- Chinese GDP grows 6.9% in third quarter vs. 6.8% estimate
- Technology, telecom companies lead declines in Shanghai
China’s stocks fell, dragging the benchmark index down from an eight-week high, after the release of data showing the weakest quarterly expansion since 2009.
The Shanghai Composite Index slipped 0.1 percent to 3,386.70 at the close, erasing an advance of as much as 1 percent, as five stocks dropped for every three that gained. Technology and telecom companies, the best performers over the past week, led declines. Brokerage shares rose as market turnover jumped to a seven-week high in Shanghai and margin debt increased for a seventh day.
China’s gross domestic product rose 6.9 percent in the three months through September, the National Bureau of Statistics said Monday, beating economists’ estimates for 6.8 percent. Still, that was less than the government’s target of 7 percent for this year. Industrial output in September rose 5.7 percent, trailing estimates.
“The growth number beat the estimate, but it’s still less than the government target,” said Yen Chiu, a Hong Kong-based trader at Shenwan Hongyuan Group Co.
The benchmark measure surged 6.5 percent last week for the steepest weekly gain in four months as traders speculated the government will accelerate reforms of state-owned companies and loosen monetary policy to bolster the economy. The government has cut interest rates five times since November and boosted infrastructure spending in recent months.
The Shanghai index’s 16 percent rebound since August continued to lure back investors, with Friday’s turnover jumping to the highest level since Sept. 2 and margin debt capping the longest stretch of gains in two months. Trading volumes in Shanghai were 29 percent above the 30-day average on Monday.
Hong Kong’s Hang Seng China Enterprises Index added 0.2 percent at 3:29 p.m., while the Hang Seng Index lost 0.1 percent. The CSI 300 Index ended little changed.
Gauges of telecom, technology and industrial companies in the CSI 300 slid at least 0.9 percent for the worst performances among 10 industry groups.
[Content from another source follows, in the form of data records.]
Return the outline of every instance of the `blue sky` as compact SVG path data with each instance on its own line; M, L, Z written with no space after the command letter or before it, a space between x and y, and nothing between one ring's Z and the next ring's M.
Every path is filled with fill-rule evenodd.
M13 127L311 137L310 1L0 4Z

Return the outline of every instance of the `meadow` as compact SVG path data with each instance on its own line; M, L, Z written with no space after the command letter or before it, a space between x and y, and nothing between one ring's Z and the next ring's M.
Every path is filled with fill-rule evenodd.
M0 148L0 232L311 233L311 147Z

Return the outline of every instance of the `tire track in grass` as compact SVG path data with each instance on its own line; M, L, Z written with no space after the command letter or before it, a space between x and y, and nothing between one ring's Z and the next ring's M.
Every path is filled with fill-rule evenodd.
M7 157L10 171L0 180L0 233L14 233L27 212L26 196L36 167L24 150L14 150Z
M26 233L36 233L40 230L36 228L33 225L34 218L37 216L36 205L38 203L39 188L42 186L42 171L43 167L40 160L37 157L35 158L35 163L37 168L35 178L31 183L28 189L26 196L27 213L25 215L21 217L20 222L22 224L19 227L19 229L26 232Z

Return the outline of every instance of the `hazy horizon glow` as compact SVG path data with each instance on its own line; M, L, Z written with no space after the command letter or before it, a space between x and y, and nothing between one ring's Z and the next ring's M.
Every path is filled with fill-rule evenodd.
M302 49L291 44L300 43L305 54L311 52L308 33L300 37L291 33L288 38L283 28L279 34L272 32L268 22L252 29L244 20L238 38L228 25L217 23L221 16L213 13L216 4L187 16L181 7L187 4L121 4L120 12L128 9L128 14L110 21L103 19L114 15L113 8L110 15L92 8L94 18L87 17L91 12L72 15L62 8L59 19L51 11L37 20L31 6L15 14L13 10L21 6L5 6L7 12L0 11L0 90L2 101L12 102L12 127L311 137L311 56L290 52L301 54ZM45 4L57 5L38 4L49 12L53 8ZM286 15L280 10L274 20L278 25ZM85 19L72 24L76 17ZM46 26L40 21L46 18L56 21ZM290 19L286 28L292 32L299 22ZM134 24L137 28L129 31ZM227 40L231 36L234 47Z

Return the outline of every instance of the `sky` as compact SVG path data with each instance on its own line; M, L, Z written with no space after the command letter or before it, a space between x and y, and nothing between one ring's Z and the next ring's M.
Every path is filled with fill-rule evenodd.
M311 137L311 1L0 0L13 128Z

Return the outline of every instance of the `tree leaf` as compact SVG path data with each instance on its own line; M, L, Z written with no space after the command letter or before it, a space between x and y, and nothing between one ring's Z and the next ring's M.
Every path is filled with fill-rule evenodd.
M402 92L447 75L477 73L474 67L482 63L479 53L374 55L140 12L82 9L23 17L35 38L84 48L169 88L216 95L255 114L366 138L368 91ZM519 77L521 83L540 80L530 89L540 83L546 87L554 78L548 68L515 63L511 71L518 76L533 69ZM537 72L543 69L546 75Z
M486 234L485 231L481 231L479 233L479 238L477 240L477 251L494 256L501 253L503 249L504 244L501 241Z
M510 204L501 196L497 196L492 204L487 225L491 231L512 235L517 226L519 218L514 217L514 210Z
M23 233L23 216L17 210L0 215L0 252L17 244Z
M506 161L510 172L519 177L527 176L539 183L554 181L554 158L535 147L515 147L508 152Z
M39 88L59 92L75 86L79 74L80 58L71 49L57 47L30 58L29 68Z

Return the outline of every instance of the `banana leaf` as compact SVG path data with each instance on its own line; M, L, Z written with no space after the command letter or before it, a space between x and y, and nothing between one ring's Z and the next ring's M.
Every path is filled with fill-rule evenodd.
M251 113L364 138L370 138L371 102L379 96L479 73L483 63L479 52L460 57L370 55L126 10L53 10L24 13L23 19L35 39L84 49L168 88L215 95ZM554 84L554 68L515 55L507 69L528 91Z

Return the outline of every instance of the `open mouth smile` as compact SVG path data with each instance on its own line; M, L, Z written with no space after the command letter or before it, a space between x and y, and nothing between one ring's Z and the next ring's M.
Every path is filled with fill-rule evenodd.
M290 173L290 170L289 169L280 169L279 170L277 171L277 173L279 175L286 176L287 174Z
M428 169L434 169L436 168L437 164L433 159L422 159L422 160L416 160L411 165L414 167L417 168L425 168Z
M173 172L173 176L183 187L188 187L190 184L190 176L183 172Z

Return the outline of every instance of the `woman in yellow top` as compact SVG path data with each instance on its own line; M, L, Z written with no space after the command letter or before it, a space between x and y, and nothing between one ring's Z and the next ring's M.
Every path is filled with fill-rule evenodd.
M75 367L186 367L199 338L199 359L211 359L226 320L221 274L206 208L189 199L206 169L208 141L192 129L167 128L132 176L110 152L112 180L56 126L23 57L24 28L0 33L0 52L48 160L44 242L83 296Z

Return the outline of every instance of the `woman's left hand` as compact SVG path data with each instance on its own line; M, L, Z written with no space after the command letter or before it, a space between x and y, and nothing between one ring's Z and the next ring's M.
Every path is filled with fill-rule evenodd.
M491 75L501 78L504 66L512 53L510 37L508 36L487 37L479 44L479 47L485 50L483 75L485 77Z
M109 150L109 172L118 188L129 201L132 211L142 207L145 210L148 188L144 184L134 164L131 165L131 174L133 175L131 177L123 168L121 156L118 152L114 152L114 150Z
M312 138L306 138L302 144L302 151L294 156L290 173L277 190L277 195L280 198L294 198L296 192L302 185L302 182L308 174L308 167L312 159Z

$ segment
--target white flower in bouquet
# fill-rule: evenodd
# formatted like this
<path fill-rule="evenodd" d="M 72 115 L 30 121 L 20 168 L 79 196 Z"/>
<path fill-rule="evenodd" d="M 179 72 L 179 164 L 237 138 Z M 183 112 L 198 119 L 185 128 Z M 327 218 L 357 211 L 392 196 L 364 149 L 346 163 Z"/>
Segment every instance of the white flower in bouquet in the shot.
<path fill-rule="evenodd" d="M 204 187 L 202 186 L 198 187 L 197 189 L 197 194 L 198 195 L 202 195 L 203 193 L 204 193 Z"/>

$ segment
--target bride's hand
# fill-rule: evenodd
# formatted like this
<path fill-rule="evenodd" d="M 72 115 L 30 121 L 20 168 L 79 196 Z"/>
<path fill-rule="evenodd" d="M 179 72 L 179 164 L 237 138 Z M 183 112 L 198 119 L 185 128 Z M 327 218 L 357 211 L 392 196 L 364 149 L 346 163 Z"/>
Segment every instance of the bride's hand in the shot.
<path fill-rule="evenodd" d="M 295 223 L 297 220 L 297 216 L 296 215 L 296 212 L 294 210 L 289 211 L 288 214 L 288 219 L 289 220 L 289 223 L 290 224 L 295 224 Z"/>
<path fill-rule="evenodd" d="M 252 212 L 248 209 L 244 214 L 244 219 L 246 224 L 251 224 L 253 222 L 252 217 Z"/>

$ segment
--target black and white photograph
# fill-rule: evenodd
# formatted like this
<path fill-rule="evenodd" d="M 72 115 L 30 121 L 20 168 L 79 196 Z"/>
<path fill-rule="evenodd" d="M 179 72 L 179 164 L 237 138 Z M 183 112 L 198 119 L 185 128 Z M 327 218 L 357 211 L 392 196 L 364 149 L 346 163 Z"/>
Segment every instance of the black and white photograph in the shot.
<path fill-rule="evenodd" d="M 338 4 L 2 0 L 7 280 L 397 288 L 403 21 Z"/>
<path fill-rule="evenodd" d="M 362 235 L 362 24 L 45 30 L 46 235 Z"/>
China United Network Communications Ltd. dropped 2.5 percent, halting a two-day, 7.9 percent gain. Shanghai Wangsu Science & Technology Co. retreated 3.1 percent, paring a rally from the August low to 67 percent.
“It may well be profit taking,” said Bernard Aw, a strategist at IG Asia Pte. in Singapore. “In addition, the Shanghai Composite is approaching a key level at 3,500. Investors may not have the conviction to push past this level unless we see a significant impulse such as stronger fiscal or monetary stimulus.”
China’s services sector propped up the economy, suggesting monetary and fiscal stimulus is keeping Premier Li Keqiang’s 2015 expansion target within reach. Retail sales increased 10.9 percent last month, exceeding the 10.8 percent gain forecast. Industrial output missed the estimate of 6 percent growth. Fixed-asset investment climbed 10.3 percent in the first nine months, compared to a median projection of a 10.8 percent increase.
A “sluggish” world economy is weighing on growth, President Xi Jinping said in an interview with Reuters over the weekend. China isn’t immune to the lackluster performance of the global economy, Xi said.
Margin traders increased holdings of shares purchased with borrowed money on Friday, with the outstanding balance of margin debt on the Shanghai Stock Exchange rising 0.3 percent to 602.5 billion yuan ($94.8 billion).
Citic Securities Co., the biggest listed Chinese brokerage, paced gains for financial shares, rising 1.5 percent. Haitong Securities Co. added 1.3 percent.
China National Nuclear Power Co., which has risen threefold since its market debut in June, increased 3.7 percent in Shanghai. The U.K. and China are set to announce a deal that will give the Asian nation a stake in Electricite de France SA’s Hinkley Point project, Britain’s first nuclear plant in three decades.